Nevertheless, placing a plan in trust will always involve a little more effort on the part of the adviser than not doing so.

But there is a growing trend for providers to make this process even easier with the use of online trusts. Several providers offer this in slightly different guises but this is generally in the form of a trust request rather than a formal deed.

This involves the customer making a declaration to their adviser that they want their policy to be written under trust.

The adviser then completes the details of any trustees and/or beneficiaries online and submits the form to the insurance company.

Once complete copies will be sent to the client and their trustees and no signatures are generally required.

The main drawback is that this process is only available for new applications and must be completed before the policy starts in order for the trust to be valid. 

You’re also never quite sure whether the trustees have accepted their appointment and are willing to act when the time comes.

But wouldn’t it be good if online trusts could be offered for existing plans as well.  Well the truth is they can, as long as an appropriate process is used.

Royal London is looking for your feedback on our facility for our most frequently used trusts.
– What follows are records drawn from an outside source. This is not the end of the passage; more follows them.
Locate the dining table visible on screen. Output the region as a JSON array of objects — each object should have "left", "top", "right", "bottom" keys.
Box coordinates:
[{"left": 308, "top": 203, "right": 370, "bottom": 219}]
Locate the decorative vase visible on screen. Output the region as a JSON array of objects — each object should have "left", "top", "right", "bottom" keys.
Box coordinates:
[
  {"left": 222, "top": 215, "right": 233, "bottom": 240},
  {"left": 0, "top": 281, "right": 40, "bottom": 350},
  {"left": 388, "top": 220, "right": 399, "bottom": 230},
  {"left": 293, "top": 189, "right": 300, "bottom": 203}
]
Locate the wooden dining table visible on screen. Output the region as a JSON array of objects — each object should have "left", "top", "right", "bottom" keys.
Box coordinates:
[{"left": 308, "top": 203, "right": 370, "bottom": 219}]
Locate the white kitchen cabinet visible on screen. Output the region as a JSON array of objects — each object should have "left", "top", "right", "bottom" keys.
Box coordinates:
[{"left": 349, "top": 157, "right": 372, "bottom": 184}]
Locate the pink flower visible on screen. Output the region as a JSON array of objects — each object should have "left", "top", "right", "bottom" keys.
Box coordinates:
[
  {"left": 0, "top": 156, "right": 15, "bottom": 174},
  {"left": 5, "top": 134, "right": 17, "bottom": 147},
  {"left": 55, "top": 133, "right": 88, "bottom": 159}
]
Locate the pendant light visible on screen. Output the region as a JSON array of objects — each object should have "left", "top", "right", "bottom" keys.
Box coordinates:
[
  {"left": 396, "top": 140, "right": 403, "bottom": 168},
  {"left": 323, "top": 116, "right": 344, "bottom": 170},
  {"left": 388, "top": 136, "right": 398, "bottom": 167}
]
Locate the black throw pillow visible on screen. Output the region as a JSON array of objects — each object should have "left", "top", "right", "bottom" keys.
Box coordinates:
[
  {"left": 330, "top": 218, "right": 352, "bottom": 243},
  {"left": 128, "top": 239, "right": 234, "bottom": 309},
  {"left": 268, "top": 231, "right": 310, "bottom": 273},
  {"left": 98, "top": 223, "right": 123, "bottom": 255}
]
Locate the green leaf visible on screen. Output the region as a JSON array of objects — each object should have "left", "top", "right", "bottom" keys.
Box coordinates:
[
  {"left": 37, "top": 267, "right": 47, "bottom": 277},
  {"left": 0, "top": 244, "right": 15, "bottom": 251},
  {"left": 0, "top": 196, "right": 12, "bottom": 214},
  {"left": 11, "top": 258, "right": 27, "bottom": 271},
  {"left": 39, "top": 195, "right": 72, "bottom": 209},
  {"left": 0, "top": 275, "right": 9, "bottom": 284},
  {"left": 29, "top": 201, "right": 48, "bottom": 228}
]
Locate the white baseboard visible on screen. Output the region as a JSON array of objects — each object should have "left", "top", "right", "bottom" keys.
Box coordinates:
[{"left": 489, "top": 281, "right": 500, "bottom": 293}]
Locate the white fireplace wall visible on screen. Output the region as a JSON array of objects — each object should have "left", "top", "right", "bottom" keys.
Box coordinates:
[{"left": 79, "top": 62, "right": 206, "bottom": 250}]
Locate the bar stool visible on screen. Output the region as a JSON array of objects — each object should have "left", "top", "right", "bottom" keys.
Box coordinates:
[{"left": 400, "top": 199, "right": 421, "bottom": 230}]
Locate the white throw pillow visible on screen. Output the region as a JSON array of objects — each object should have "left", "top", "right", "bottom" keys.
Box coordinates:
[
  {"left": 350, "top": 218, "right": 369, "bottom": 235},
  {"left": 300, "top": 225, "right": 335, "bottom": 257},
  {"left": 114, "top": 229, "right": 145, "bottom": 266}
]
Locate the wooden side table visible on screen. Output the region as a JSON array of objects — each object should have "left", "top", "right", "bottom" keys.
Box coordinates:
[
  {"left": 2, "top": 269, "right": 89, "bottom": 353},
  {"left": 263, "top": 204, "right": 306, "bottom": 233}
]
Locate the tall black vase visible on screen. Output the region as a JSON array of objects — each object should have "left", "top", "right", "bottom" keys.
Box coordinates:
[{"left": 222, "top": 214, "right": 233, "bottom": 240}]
Other trusts and the deeds used to amend them will follow in due course to allow you to make the most of the trusts we have available.

The process is a little more involved than a trust request and just like a paper form requires a signature from each of the client, a witness and the trustees in order for a valid deed to be created. 

But by using electronic signatures the time taken and effort needed to complete the form can be significantly reduced in comparison to a paper form. 

As long as you have up-to-date email addresses and mobile numbers for each client and their trustees, the process allows all parties to sign within minutes of each other, even if they are hundreds of miles apart, and removes the risk of delays or the form getting ‘lost in the post’.